You are viewing a plain text version of this content. The canonical link for it is here.
Posted to issues@ozone.apache.org by "Ethan Rose (Jira)" <ji...@apache.org> on 2022/04/21 21:34:00 UTC

[jira] [Commented] (HDDS-5819) Intermittent failure in TestRootedOzoneFileSystem#testRenameToTrashEnabled

    [ https://issues.apache.org/jira/browse/HDDS-5819?page=com.atlassian.jira.plugin.system.issuetabpanels:comment-tabpanel&focusedCommentId=17526092#comment-17526092 ] 

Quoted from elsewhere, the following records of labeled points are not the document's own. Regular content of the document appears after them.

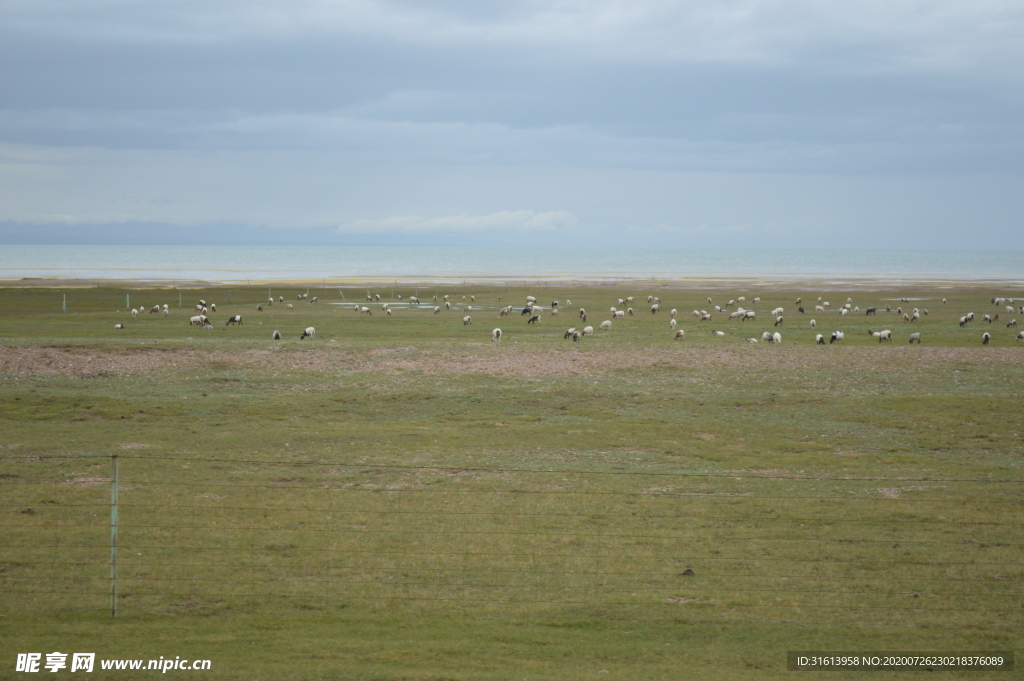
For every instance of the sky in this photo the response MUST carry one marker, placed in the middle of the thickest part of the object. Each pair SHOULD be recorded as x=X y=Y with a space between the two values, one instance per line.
x=522 y=123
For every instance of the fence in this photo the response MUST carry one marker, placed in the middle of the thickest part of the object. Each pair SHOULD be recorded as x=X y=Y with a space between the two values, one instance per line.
x=185 y=534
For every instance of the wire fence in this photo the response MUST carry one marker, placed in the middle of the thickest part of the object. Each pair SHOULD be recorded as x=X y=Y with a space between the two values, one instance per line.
x=186 y=534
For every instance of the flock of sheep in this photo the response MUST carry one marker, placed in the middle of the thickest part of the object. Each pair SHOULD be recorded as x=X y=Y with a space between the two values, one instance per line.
x=535 y=313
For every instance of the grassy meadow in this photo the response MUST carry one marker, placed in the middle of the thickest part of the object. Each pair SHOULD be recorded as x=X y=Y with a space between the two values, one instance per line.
x=400 y=498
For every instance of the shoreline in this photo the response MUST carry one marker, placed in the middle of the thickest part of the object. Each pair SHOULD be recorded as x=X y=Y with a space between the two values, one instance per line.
x=549 y=281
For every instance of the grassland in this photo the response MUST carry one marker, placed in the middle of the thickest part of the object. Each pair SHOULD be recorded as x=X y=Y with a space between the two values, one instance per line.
x=399 y=498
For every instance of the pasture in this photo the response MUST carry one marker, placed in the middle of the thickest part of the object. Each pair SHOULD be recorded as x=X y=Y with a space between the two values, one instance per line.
x=400 y=498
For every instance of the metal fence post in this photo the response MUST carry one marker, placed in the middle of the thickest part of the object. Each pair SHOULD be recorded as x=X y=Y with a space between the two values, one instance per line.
x=114 y=536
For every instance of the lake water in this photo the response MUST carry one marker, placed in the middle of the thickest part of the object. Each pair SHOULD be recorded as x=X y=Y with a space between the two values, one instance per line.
x=437 y=263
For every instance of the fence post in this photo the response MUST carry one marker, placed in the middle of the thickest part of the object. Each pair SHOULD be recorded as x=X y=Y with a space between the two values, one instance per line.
x=114 y=536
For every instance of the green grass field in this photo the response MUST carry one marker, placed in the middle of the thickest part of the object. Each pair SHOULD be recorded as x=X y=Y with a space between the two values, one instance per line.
x=400 y=498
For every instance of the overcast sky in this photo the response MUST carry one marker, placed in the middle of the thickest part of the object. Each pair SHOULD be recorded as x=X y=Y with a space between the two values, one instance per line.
x=745 y=123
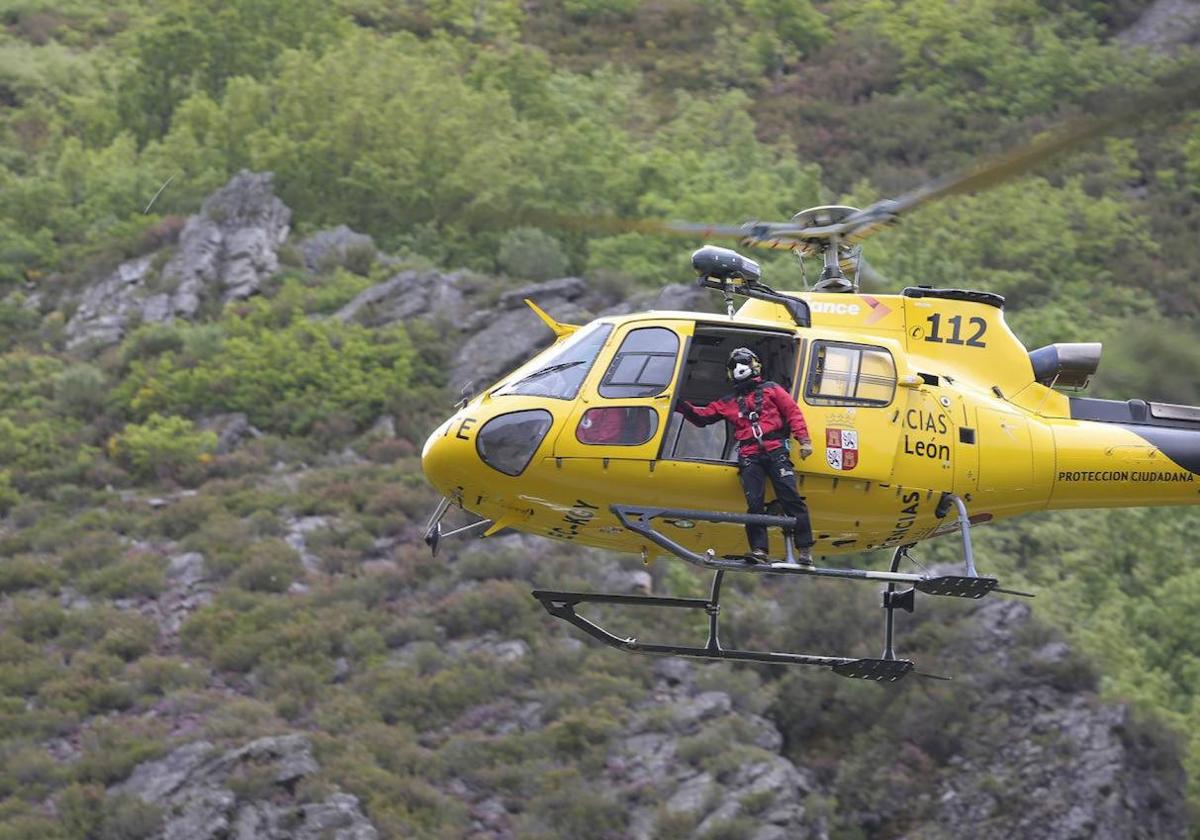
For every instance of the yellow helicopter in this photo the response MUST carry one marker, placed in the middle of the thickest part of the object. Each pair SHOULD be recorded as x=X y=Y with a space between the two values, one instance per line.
x=928 y=417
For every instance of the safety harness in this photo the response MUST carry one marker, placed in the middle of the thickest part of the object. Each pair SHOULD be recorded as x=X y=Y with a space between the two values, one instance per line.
x=749 y=409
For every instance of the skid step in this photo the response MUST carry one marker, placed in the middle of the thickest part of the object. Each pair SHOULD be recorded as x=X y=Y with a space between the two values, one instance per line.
x=957 y=586
x=562 y=605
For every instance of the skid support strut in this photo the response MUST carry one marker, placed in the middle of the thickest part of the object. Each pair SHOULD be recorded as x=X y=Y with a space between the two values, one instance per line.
x=641 y=521
x=562 y=605
x=888 y=669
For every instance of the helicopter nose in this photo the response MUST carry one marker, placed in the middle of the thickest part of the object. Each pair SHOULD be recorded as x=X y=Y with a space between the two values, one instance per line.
x=441 y=459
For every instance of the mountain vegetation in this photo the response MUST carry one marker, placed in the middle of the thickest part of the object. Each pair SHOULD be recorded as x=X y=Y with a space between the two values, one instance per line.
x=474 y=137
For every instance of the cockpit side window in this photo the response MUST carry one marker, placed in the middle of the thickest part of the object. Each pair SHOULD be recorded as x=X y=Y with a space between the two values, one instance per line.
x=850 y=375
x=562 y=372
x=643 y=366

Ethan Rose commented on HDDS-5819:
----------------------------------

It looks like we need to account for the possibility of the checkpointing operation happening while the test runs. Looks like what’s happening is:
1. The test creates <bucket>/.Trash/<username>/Current/key
2. The trash checkpoint interval goes off, so <bucket>/.Trash/<username>/Current/key is moved to <bucket>/.Trash/<username>/<checkpoint time>/key
3. The test checks that <bucket>/.Trash/<username>/Current/ and/or <bucket>/.Trash/<username>/Current/key exist, and fails.
We could try to change the trash checkpoint interval configs for that test only, but that requires a cluster restart. This may be a good option if we want to use a mini ozone cluster provider for each test instead of reusing the same cluster, but given the number of tests * parameterization I’m thinking that might be too many clusters at once. Another easier option could be to just check the checkpoints that may exist to find the key. Something like this:
{code}
trashKeyFound = ofs.exists(trashPath)
if !trashKeyFound:
    for checkpoint in ofs.listStatus(userTrashRoot):
        checkpointTrashPath = new Path(userTrash, dir.checkpoint.getName(), key)
        if ofs.exists(checkpointTrashPath):
            trashKeyFound = true
            break

Assert.assertTrue(trashKeyFound)
{code}
The time to live for a checkpoint is set to 3 seconds (fs.trash.interval, see TrashPolicyOzone#deleteCheckpoint). This means the test has 3 seconds between between calling moveToTrash on the key and finding which checkpoint it is currently in before it is gone forever. This should be plenty of time to find the key in one of the checkpoints.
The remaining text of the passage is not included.